We present a 77-year-old man, with no history of smoking, admitted to the emergency room with a 2 month history of malaise, shortness of breath, and weight loss. His medical history involved controlled heart failure, arterial hypertension, hypercholesterolemia, and obstructive sleep apnea syndrome. Blood count, liver, and renal functions were normal. Chest X-ray showed areas of consolidation in both lung bases, predominantly left.

A CT-scan of the chest demonstrated diffuse bilateral ground glass nodules, ill-defined areas of pulmonary opacities with “crazy-paving” pattern in right lower and middle lobes, and extensive air-space consolidation in left lung (Figures 1(a), 1(b), 1(c), and 1(d)). These findings suggested inflammatory or infectious process as first choice, being less likely neoplasic aetiology or organizing pneumonia.

Figure 1

CT-scan of the chest shows bilateral nonsolid pulmonary nodules (a and b: black arrows) and ill-defined areas of pulmonary opacities with “crazy-paving” pattern in right lower and middle lobes (c, d: black asterisk). In left lung extensive air-space consolidation is present (b, c, and d: red asterisk). Follow-up CT-scan realized 8 months later after Gefitinib treatment shows no evidence of nonsolid pulmonary nodules and of right pulmonary opacities with an important reduction of left consolidation (e, f; red asterisk).

The PET-CT scan (low-dose CT) reported an extensive and heterogeneous deposit of [18F] Fluoro-2-deoxy-D-glucose (18F-FDG) in both lungs with a maximum standardised uptake value (SUV) of 11.30, that correlated with morphological findings described on CT scan. In addition, hypermetabolic lymph nodes were detected in right supraclavicular, left mediastinal, and subcarinal regions (maximum SUV of 6,06). These PET-CT findings suggested as first choice a bilateral inflammatory or infectious process (Figure 2).

Figure 2

PET-CT scan shows extensive and heterogeneous 18F-FDG uptake in both lungs in correlation with bilateral ground glass images and bilateral ill-defined pulmonary opacities on CT image (coronal planes (a, b, and c), volumetric projection (d), and axial planes (e, f, and g)). Hypermetabolic lymph nodes are observed in right supraclavicular, left mediastinal, and subcarinal regions (volumetric projection (d)) as well as subcarinal hypermetabolic nodes (axial planes (e and g)).

Bronchoscopy demonstrated serous secretions predominantly in the left bronchial tree. Bronchial aspirate, bronchoalveolar lavage, and bronchial biopsy resulted positive for adenocarcinoma. All bacteriological tests performed were negative.

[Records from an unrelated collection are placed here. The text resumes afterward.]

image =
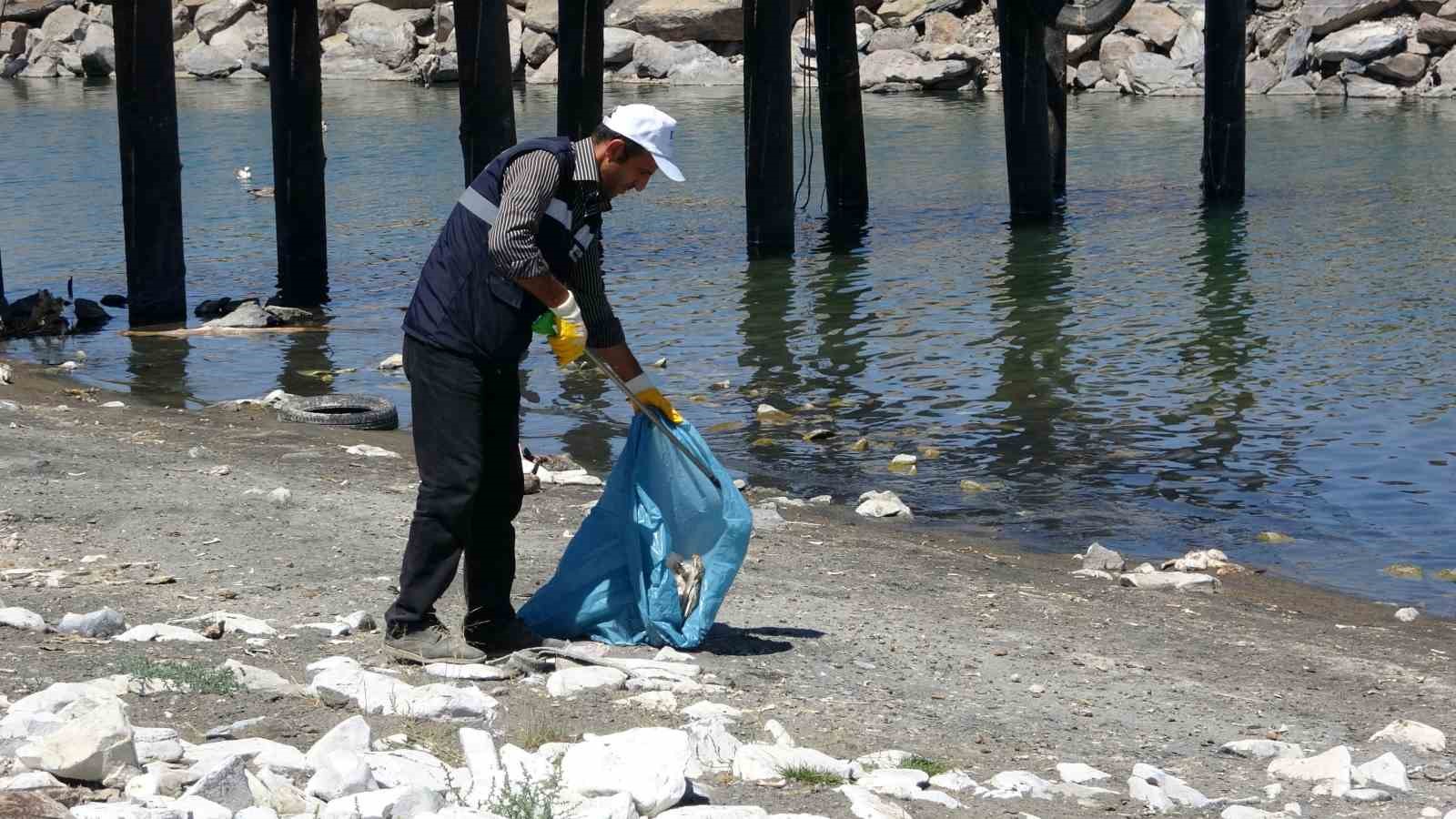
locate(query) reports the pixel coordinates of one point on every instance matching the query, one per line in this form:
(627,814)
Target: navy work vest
(460,303)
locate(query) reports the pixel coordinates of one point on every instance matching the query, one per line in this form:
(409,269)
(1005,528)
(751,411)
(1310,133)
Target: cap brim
(667,167)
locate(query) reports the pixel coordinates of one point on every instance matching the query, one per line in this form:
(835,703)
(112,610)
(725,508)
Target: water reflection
(157,368)
(1033,389)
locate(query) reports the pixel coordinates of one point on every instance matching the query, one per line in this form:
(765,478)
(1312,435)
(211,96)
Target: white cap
(650,128)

In this case an activating mutation on exon 19 of epidermal growth factor receptor (EGFR) gene was found. Activating EGFR mutations derive in increase of response to EGFR tyrosin kinase inhibitors when comparing with standard chemotherapy [4, 5]. This finding allowed us to start treatment with the EGFR oral tyrosin kinase inhibitor Gefitinib. Rapid and sustained response was observed in the follow-up CT scan, and the patient remains on Gefitinib for 8 months without evidence of progression (Figures 1(e) and 1(f)) and excellent tolerance.

3. Discussion

Lung cancer has multiple ways of presentation, which can lead to an error in diagnostic imaging, therefore histological confirmation is always necessary. Because EGFR-mutant tumours show lower 18F-FDG uptake in PET-CT scan [6], this case illustrates a rare presentation of EGFR-mutant lung adenocarcinoma with high 18F-FDG mutant lung adenocarcinoma.

In this case, with initial imaging/metabolic procedures suggesting bilateral inflammatory or infectious process, delay of histological confirmation would have had a negative impact in patient's survival and quality of life.